YELLOWSTONE LAKE has been shaken by a large “intensifying” earthquake swarm, but USGS experts say there’s nothing to worry about.

The Yellowstone supervolcano has been rocked by a 3.1-magnitude earthquake. In less than 24 hours, more than 140 earthquakes were recorded beneath Lake Yellowstone. The USGS warned that earthquake swarms were “frequent” and that the public should not be concerned.

Some individuals, however, believe that earthquakes in Yellowstone are an indication that the supervolcano beneath the park is about to erupt.

“Earthquake sequences like these are typical and account for nearly half of the total seismicity in the Yellowstone region,” the USGS tweeted.

“This swarm is identical to one that happened in the same area around the same time in December 2020.”

There were 40 earthquakes larger than magnitude-2 and two incidents in the magnitude-3 range in this swarm.

Seismic activity in this volcanic area has increased in recent weeks.
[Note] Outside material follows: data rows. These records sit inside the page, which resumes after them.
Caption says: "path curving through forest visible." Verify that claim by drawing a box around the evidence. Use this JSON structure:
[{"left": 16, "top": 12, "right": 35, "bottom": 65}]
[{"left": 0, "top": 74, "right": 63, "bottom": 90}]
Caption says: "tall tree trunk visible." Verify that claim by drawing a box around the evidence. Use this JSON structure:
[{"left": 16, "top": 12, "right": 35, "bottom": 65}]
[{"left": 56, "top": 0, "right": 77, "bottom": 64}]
June was an extremely active month for earthquakes, according to USGS geologists.

During the month, Yellowstone recorded 445 earthquakes, more than double the monthly normal of 100 to 200 earthquakes.
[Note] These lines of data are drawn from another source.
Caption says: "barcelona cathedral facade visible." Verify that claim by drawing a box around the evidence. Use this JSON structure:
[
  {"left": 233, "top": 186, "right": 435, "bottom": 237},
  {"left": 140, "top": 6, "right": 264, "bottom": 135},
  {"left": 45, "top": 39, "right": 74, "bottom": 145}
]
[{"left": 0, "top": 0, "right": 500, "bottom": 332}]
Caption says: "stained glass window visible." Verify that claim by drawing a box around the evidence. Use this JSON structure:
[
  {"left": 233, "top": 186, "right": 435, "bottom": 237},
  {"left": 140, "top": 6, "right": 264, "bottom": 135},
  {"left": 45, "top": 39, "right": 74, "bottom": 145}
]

Officials underlined, however, that the recent activity is not alarming.

“While above average for a month, this is by no means unprecedented,” the USGS noted.
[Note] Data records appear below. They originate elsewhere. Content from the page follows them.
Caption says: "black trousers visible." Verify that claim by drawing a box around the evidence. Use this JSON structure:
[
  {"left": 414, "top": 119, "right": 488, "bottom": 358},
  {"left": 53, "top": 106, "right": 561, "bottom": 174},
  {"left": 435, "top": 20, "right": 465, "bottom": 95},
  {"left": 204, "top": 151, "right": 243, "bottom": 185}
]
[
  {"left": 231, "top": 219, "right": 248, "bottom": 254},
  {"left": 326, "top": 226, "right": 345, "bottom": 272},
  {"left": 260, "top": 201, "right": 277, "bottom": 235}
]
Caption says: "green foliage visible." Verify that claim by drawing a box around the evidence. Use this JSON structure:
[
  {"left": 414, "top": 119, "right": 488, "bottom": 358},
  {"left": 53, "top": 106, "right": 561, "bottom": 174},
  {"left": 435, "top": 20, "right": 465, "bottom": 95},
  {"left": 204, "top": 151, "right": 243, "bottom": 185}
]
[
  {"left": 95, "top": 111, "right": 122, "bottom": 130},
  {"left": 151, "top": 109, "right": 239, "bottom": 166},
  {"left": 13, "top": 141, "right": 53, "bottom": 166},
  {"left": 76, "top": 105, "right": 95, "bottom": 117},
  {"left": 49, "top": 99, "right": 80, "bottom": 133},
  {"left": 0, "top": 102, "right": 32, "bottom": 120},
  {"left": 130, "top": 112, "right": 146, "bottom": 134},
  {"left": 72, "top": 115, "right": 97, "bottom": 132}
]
Officials believe it will be thousands of years before Yellowstone erupts.

The Yellowstone Volcano Observatory’s alert level is green, which is normal.

“Some swarms are generated by slow fault slip that triggers earthquakes on a few sticky places of the fault,” the USGS noted of the latest activity.

“Magma-filled fissures push their way through the crust, causing more swarms to form.”

MrMBB333, a YouTube channel dedicated to Yellowstone earthquakes, expressed concern that the “intensity of these swarms in the center of Yellowstone supervolcano lake is intensifying over time.”

“A 3.1-magnitude earthquake is not a particularly large earthquake in terms of size, but its position is significant,” he noted.